We are working on a heavy load GPU application that involves inference on an Xavier NX with Jetpack 4.6. To obtain maximum performance we are using the 20W 6CORE predefined mode. When running our application we see several times the “System throttled due to overcurrent” message.
We’ve seen in other posts such as this and this that one workaround is to set the current maximum limit to 5A, however it has been reported that with high GPU loads it won’t work. That is our case, increasing the maximum limit is not enough to solve the problem. So, we would like to understand it better with the following questions:
Is this warning related to temperature or power consumption? If not then, could you explain what triggers it?

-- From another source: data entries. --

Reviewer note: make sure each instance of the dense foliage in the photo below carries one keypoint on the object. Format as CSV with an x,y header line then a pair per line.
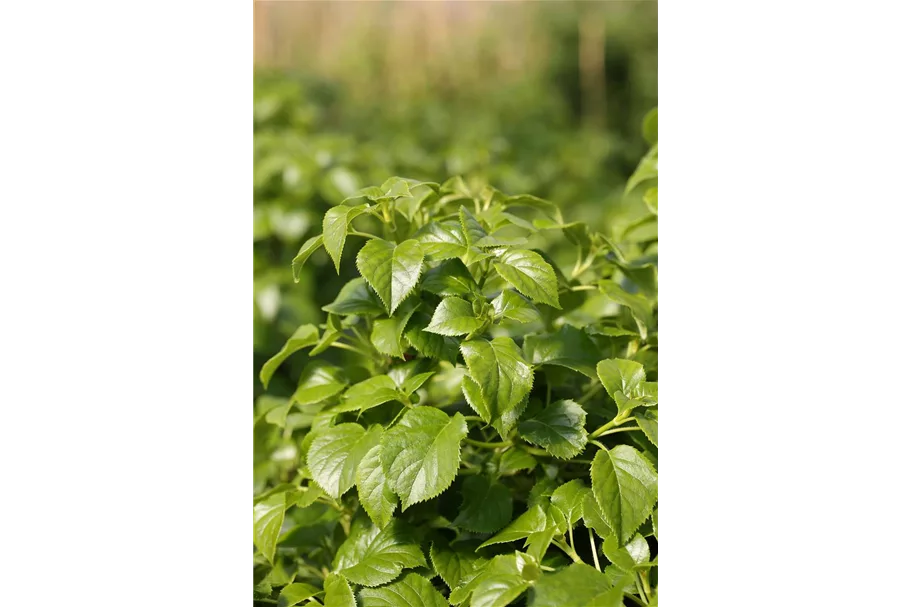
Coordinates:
x,y
492,438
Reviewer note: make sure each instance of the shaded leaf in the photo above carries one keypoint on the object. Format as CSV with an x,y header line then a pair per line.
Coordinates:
x,y
335,230
530,275
450,278
626,488
295,594
369,393
569,347
427,344
304,337
531,521
514,460
392,270
374,493
513,306
454,563
356,298
372,557
268,517
560,429
386,335
338,592
502,377
454,316
335,453
421,453
486,505
304,254
412,591
574,586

Is it harmful for the device to just run the application and ignore the warnings?
What are the consequences of the system being throttled? Are the clocks frequencies lowered? Will the performance drop?
Thanks for your answers @WayneWWW, that is really helpful. A couple of questions more:
You mentioned that it is related to power consumption, so is there a known limit of power consumption before the warning is triggered? Something like maybe we could monitor with the tegrastats tool?
Also, to elaborate more on how is the performance dropped:
Does the system switch power modes to a lower one? I’ve noticed that when the warning shows and we query the current model with nvpmodel -q it remains unchanged.
Are the clock frequencies lowered for the CPU or the GPU? And if so, do you know at what values?
The official solution is using the the power estimator to calculate your the power budget of the usecase. Then you can create your own nvpmodel for that usecase.
When the throttling happened, the performance (cpu/gup/emc freq) will be dropped for a moment. Thus, it will not be easy to observed by tegrastats unless the throltting keep happening.